このYZ125の刷新にともない、YZ250とYZ85/LWにおいても後方ストレート吸気の採用で高出力化を実現したという。
YAMAHA YZ125[2022 model]
主要諸元■全長2135 全幅825 全高1295 軸距1445 シート高980(各mm) 車重95kg■水冷2ストローク単気筒クランクケースリードバルブ 出力未発表 変速機6段 燃料タンク容量7L■タイヤサイズF=80/100-21 R=100/90-19 ●価格&色:青=73万7000円/黒(モンスターエナジーヤマハレーシングエディション)=74万8000円 ●発売日:2021年10月28日
カワサキ「KX112」は、KX85と同サイズの車体にパワフルなエンジンを搭載
「表彰台のトップにライダーを送り込む」というKXブランド共通の設計理念をもとに、KX85Lと同サイズの車体によりパワフルなエンジンを搭載し、2016年モデルとして新登場したのがKX100。その6年後となる2022年モデルとして、さらに排気量アップした111ccの2ストロークエンジンを搭載し、戦闘力を向上したのがKX112だ。

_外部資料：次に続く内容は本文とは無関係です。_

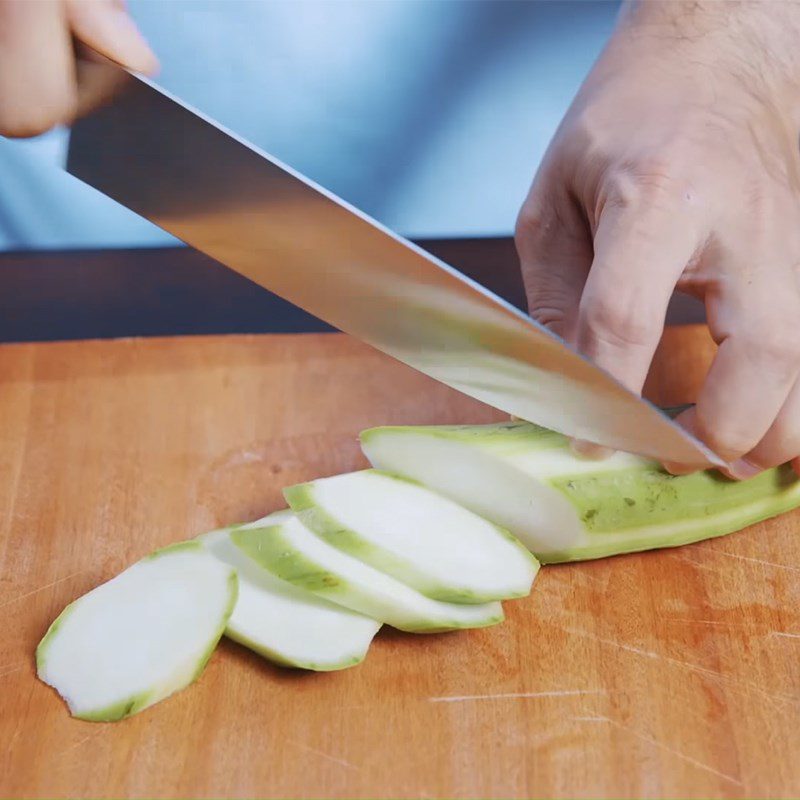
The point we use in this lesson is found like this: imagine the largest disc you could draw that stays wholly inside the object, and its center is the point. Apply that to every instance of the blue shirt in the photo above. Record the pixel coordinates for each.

エンジンは99cc→111ccへと排気量を拡大し、低回転域のトルクを増強。これにあわせてトランスミッションも強化した。ほかにも新設計シュラウドやアグレッシブなKXルックスを採用。ペリメターフレームやφ36mm倒立フロントフォーク、ペータルタイプの前後ディスクブレーキ、6ポジションに調節可能なハンドルバーなどを特長としている。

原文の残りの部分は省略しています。